For more than 20 years I managed employee assistance programmes within large organisations. Employee bereavement was one of the most common issues brought to my counsellors. Mostly employees wanted help dealing with the enormous pain and distress they felt.
But what I also noticed was that lots of employees were coming not just for help managing their pain, but to help deal with the fallout from their employer’s response to their grief. Or rather, their lack of response to it.
They often encountered managers who didn’t know how to conduct bereavement conversations with the requisite sensitivity. As a consequence, the manager would leave it too long before having the conversation, blunder through it or avoid having it completely. Other managers would appear to be insensitive to their grief or vastly underestimate the significance of their loss and the process of adjusting to it. And in the most extreme case I heard of – thankfully not in my organisation – a manager asked an employee to return to work just hours after attending the funeral of a loved one.
Granted, that last case is far from the norm, but the pattern that emerged was that a lot of managers simply didn’t have the tools to handle the situation appropriately. It wasn’t that they didn’t want to help, it was that they just didn’t know what level of support was needed. And without any company guidelines on managing bereavement at work, they often improvised their response with varying degrees of success or failure.
The issue of bereaved employees isn’t going away
It’s been suggested that 10% of employees are affected by a bereavement at any moment in time. Yet few organisations have a workplace bereavement policy. It is frequently subsumed within compassionate leave guidelines, with little guidance for managers on how to handle the interpersonal side of things.

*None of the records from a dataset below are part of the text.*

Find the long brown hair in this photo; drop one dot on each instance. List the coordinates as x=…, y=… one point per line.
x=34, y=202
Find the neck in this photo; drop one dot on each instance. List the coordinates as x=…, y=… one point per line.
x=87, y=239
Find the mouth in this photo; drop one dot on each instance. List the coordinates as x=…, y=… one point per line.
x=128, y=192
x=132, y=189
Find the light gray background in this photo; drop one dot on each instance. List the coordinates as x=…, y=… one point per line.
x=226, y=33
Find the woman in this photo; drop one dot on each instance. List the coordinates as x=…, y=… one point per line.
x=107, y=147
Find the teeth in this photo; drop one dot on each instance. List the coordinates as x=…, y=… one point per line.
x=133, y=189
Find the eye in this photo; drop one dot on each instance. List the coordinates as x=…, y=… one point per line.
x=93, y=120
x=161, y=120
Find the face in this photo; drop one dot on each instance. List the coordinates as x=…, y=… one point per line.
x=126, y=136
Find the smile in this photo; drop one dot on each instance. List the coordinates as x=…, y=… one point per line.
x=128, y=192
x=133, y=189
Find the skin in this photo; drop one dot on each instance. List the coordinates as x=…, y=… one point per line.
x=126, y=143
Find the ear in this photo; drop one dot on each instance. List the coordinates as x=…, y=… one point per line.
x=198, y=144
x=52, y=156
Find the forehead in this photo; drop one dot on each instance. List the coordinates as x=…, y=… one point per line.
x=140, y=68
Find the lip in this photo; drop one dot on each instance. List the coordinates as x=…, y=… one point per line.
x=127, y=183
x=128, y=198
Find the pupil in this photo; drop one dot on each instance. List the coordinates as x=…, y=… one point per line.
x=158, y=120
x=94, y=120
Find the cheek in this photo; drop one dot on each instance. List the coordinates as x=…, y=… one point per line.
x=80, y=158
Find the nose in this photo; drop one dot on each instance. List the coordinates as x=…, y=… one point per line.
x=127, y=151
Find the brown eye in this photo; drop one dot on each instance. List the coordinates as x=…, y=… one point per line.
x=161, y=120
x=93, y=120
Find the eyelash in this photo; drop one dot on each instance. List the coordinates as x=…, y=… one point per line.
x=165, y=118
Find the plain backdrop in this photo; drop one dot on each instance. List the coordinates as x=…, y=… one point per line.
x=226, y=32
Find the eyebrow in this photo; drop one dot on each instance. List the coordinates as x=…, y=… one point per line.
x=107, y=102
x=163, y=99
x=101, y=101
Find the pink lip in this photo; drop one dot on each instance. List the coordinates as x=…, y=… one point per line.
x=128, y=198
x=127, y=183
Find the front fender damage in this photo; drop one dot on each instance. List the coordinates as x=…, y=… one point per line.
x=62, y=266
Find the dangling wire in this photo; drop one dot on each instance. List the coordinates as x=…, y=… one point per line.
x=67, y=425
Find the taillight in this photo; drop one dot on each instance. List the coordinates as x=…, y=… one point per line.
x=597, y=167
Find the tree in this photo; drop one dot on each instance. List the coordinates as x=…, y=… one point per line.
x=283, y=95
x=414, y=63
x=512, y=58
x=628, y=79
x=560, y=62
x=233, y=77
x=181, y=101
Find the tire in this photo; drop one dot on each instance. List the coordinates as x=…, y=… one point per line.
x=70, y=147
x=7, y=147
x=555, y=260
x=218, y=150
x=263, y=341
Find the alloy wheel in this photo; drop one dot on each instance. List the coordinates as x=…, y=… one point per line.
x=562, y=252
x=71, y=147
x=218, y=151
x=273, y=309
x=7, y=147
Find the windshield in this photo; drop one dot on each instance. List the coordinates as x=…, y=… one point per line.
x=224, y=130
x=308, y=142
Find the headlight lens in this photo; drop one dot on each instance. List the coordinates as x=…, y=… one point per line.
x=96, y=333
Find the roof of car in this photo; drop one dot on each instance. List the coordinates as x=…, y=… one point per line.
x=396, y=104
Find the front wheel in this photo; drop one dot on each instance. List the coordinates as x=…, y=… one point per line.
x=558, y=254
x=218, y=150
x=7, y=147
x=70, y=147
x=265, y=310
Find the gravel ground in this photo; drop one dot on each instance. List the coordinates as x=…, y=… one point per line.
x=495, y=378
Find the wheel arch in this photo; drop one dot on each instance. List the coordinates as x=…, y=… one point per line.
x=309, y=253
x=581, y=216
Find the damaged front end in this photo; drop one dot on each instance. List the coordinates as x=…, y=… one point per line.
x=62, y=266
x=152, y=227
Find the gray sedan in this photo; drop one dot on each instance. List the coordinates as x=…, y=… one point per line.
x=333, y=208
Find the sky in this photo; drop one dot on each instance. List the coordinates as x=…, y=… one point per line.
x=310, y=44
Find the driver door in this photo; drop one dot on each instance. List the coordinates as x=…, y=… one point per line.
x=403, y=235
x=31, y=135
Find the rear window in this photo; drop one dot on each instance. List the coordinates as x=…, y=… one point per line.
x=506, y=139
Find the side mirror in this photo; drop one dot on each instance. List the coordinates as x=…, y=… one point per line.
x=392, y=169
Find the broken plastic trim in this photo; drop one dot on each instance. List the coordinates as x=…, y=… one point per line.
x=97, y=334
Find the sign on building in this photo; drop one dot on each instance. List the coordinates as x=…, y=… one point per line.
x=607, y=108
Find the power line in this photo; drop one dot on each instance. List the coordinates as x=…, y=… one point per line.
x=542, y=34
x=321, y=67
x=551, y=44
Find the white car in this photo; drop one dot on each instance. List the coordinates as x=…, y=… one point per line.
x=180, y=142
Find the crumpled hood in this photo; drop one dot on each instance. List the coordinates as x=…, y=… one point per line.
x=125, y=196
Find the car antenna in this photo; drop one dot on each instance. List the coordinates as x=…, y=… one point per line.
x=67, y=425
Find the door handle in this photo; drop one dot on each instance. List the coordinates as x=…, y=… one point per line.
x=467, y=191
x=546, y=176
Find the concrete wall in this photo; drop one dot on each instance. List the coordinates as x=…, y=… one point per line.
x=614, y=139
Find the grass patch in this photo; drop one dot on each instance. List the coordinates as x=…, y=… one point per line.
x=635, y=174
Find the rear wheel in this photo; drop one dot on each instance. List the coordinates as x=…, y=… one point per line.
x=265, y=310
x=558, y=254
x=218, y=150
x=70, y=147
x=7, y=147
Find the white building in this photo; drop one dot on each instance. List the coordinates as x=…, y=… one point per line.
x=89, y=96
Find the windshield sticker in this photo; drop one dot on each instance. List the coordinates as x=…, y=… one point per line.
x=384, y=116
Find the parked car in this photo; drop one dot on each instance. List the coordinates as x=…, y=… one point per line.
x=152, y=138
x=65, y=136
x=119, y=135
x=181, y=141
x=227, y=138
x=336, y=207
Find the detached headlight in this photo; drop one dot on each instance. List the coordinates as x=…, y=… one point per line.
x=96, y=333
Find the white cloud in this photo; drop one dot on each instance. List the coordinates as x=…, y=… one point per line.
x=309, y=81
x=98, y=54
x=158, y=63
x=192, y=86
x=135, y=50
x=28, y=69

A report produced by the National Council for Palliative Care revealed that 56% of employees would consider leaving their job if they weren’t given sympathetic support from their employer. The report also showed that demographic changes mean there will be a 15% increase in the number of bereavements between now and 2035.

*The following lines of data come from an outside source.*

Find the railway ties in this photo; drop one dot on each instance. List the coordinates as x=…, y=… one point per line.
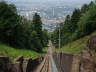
x=46, y=65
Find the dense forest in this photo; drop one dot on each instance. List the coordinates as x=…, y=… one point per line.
x=18, y=32
x=81, y=23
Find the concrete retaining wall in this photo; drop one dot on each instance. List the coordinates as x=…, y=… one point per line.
x=67, y=62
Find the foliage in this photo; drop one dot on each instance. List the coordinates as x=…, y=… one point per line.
x=17, y=31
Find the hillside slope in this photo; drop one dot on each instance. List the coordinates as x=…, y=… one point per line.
x=76, y=46
x=6, y=50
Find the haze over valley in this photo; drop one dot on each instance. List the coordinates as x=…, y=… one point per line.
x=52, y=12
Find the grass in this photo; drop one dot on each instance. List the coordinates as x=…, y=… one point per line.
x=76, y=46
x=6, y=50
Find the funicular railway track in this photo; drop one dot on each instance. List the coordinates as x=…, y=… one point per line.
x=45, y=67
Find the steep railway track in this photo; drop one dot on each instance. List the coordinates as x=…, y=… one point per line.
x=46, y=65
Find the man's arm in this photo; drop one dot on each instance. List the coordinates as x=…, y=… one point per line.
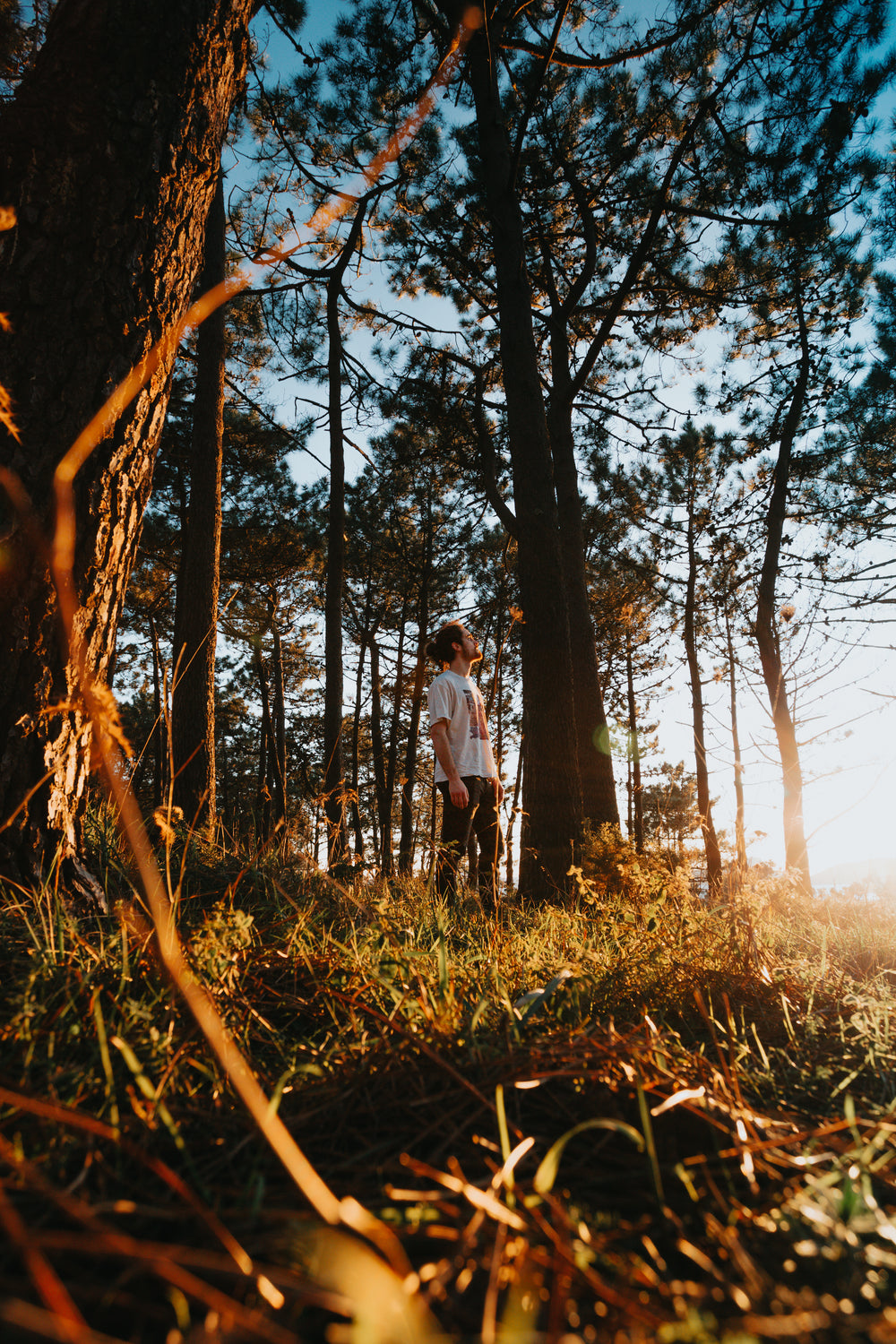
x=460, y=797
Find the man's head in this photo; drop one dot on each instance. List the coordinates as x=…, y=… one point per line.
x=454, y=642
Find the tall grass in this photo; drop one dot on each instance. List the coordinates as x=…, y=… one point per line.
x=689, y=1137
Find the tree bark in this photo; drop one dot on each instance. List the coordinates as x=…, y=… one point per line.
x=109, y=156
x=740, y=840
x=378, y=752
x=406, y=841
x=551, y=795
x=599, y=804
x=193, y=707
x=333, y=750
x=796, y=852
x=635, y=806
x=704, y=803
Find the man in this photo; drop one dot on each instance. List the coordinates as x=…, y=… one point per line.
x=465, y=771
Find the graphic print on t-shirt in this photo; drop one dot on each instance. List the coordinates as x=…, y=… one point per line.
x=477, y=717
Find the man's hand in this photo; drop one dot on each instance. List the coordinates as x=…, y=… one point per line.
x=457, y=789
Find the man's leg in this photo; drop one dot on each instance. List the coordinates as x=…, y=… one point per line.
x=455, y=832
x=490, y=838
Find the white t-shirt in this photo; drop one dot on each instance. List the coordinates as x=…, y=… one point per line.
x=457, y=699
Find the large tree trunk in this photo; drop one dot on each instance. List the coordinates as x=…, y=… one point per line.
x=378, y=752
x=740, y=839
x=193, y=706
x=599, y=804
x=551, y=795
x=704, y=803
x=635, y=798
x=796, y=852
x=333, y=747
x=109, y=156
x=406, y=841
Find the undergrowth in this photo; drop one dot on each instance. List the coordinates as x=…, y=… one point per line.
x=686, y=1136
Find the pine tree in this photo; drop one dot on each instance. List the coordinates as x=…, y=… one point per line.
x=109, y=153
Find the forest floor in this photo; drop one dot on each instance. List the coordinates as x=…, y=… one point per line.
x=689, y=1136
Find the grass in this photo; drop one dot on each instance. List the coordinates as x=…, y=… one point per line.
x=689, y=1139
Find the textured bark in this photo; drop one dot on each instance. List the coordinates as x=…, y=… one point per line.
x=796, y=852
x=551, y=796
x=406, y=841
x=378, y=752
x=357, y=733
x=599, y=804
x=740, y=839
x=193, y=707
x=704, y=803
x=635, y=797
x=392, y=766
x=333, y=750
x=109, y=155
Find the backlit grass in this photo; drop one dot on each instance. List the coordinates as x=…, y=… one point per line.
x=691, y=1137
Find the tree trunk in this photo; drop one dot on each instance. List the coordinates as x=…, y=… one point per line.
x=279, y=739
x=704, y=804
x=796, y=854
x=333, y=752
x=595, y=762
x=406, y=843
x=514, y=811
x=378, y=752
x=552, y=798
x=392, y=768
x=193, y=710
x=109, y=156
x=740, y=840
x=635, y=804
x=159, y=749
x=357, y=733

This really ought to be an important issue for employers. Good support engenders loyalty and goodwill towards employers, while a lack of support can mean that employees take more time off as they struggle with their loss and may be demotivated on their return.

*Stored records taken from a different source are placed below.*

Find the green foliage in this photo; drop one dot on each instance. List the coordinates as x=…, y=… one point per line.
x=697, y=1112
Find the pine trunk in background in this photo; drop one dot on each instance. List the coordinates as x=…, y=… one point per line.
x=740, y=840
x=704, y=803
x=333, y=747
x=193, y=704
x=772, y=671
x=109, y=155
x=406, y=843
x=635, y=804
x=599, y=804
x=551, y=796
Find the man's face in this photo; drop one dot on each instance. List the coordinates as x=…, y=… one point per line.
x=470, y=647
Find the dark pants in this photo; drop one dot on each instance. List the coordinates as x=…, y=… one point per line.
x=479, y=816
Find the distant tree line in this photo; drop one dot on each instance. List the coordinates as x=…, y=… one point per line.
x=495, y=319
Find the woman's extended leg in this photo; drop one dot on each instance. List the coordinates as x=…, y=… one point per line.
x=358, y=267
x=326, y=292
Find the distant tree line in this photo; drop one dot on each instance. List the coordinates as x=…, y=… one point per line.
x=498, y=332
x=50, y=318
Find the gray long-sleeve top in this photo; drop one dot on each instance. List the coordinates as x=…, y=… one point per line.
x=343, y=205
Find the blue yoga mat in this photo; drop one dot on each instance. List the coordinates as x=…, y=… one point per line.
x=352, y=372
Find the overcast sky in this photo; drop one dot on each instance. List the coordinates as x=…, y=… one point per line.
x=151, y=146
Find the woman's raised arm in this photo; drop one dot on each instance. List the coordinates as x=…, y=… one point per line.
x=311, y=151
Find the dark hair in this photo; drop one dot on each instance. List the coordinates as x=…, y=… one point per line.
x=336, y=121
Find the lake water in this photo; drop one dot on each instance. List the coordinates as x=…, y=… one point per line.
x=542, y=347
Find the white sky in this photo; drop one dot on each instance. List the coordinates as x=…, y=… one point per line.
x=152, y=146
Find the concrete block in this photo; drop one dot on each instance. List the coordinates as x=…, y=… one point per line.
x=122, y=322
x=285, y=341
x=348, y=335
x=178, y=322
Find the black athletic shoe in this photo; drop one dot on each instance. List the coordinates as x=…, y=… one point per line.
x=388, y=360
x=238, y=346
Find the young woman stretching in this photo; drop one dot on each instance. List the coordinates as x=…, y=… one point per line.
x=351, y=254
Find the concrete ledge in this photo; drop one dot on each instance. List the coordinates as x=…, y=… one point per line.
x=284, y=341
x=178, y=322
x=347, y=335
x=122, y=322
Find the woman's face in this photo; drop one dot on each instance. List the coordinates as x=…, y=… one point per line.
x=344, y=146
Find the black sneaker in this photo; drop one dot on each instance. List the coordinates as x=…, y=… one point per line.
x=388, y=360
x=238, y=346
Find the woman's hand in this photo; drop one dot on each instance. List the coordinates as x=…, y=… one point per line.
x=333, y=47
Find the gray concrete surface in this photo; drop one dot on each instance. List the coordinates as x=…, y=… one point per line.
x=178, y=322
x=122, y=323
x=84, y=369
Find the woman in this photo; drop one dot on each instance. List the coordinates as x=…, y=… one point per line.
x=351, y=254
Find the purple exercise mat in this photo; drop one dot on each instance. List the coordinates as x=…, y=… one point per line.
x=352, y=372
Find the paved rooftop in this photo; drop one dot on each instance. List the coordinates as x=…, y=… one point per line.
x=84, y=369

What can you do to help someone who’s bereaved?
Accessing bereavement guidance gives organisations and managers the understanding and the tools to handle the situation so much better. And it helps them avoid further stressing an employee who may already be reeling from their loss. Last year Acas, the advisory and arbitration service for employers, published a good practice guide for businesses on managing bereavement at work. The guide, which I recommend downloading, gives employers a clear outline of best practice on which to base their policies and procedures.
So what can managers do to support a bereaved colleague? Below are four pointers you can follow to help your employees through this difficult time.
- Recognise that everyone is different
A good starting point is to recognise that everyone’s experiences and needs are different. Some people like to return to work relatively quickly following a bereavement, but others need more time and would find it impossible to focus if they returned too soon. So it’s important to have a conversation with your employee to find out how they are and to understand what form of support will be most helpful.
- Check in early and often
You don’t get over a major loss quickly. Once your employee has returned to work following bereavement leave, check in with them at regular intervals. There are many ups and downs along the way and support at the right time makes a huge difference.
- Consider adjustments where necessary
If your employee’s work has a strong emotional component, they may find this difficult and want to be relieved of these duties for a while. Others may need to change their hours or work patterns if their caring responsibilities are complicated by the bereavement.
- Be sensitive to future difficulties
Remember that there will be significant milestones ahead, like birthdays or anniversaries, when your employee is likely to experience some difficulties, even though at other times they may appear to have gotten over the worst.
These are just a few pointers to keep in mind. The Acas guidance offers a highly accessible set of recommendations for managing bereavement. If you can absorb them into your organisational policy and practice they will vastly improve how well bereavement is managed in your workplace.